Analyzing Finetuning Representation Shift for Multimodal LLMs Steering¶

Conference: ICCV 2025 arXiv: 2501.03012 Code: Project Page Area: Multimodal VLM Keywords: MLLM Interpretability, Concept Drift, Representation Shift, Model Steering, Debiasing

TL;DR¶

A training-free framework that reveals representation shifts in multimodal large language models (MLLMs) during finetuning through concept-level analysis, and leverages shift vectors for lightweight model behavior steering (debiasing, safety control).

Background & Motivation¶

MLLMs achieve strong performance on tasks such as image captioning and visual question answering, yet understanding their internal behavior remains challenging. Most existing work analyzes fully trained models in a post-hoc manner, overlooking the dynamic changes in latent concepts during finetuning.
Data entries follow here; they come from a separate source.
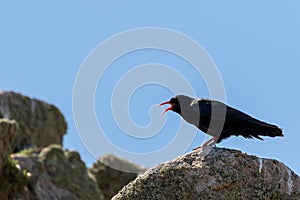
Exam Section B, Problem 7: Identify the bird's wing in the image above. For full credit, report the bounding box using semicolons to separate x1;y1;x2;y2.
191;99;274;127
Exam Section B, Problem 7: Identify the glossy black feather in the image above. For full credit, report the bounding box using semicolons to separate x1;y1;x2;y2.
165;95;283;143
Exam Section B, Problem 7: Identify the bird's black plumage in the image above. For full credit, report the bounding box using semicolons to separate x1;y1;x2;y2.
161;95;283;143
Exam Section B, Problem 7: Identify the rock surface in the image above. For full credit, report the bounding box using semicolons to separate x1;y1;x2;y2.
0;92;67;152
89;155;146;199
113;148;300;200
0;119;17;174
12;145;103;200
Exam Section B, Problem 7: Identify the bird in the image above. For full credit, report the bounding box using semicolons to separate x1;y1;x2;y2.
159;95;284;150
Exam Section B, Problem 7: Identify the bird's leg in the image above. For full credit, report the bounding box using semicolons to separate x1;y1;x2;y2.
193;137;216;151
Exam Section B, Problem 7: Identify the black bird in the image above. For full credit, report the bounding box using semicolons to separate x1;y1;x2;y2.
160;95;283;149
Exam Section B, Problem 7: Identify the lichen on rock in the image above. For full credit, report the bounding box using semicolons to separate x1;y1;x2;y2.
12;145;103;200
0;92;67;152
113;148;300;200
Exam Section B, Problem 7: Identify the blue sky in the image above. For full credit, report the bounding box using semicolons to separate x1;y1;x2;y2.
0;1;300;174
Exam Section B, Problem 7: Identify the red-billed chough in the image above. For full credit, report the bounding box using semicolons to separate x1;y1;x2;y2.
160;95;283;149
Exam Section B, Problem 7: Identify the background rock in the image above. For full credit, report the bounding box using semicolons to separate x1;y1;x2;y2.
113;148;300;200
0;119;17;175
0;92;67;152
89;155;146;199
12;145;103;200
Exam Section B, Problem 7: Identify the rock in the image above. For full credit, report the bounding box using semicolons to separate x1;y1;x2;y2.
89;155;146;199
12;145;103;200
0;119;17;175
112;148;300;200
0;92;67;152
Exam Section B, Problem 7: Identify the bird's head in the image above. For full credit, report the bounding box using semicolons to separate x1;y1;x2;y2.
159;95;193;115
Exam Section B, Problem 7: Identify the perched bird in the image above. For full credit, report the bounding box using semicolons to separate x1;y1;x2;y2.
160;95;283;149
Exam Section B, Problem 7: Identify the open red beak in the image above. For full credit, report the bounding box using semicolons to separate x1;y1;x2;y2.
159;101;173;115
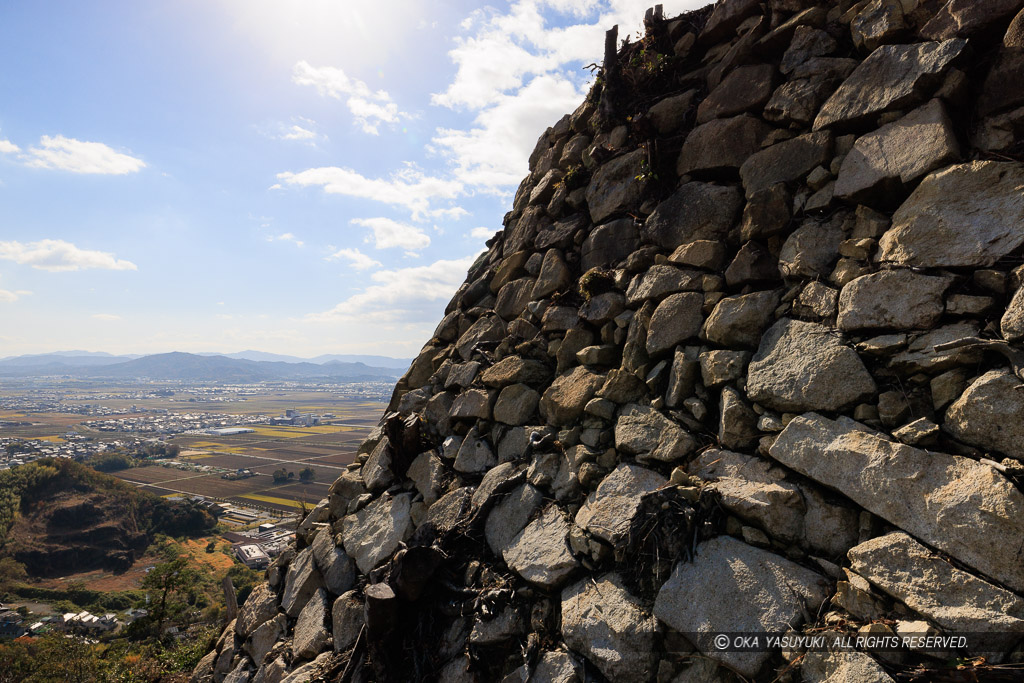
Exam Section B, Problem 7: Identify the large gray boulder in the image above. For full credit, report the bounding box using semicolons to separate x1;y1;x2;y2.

For example, after applying "place-focused" finetuning to an image captioning model, concepts originally associated with "people" may silently absorb place-related keywords, while some concepts disappear entirely and new ones emerge.

The authors identify two core issues:

Finetuning introduces uncontrolled concept drift: Different concepts are affected to varying degrees—some are refined while others are fundamentally reshaped. These changes may introduce biases or unsafe behaviors.

Lack of interpretability and control mechanisms: Existing interpretability methods are mostly designed for unimodal settings (vision or language) and are nearly absent for MLLMs; steering methods have been explored only for text-only LLMs.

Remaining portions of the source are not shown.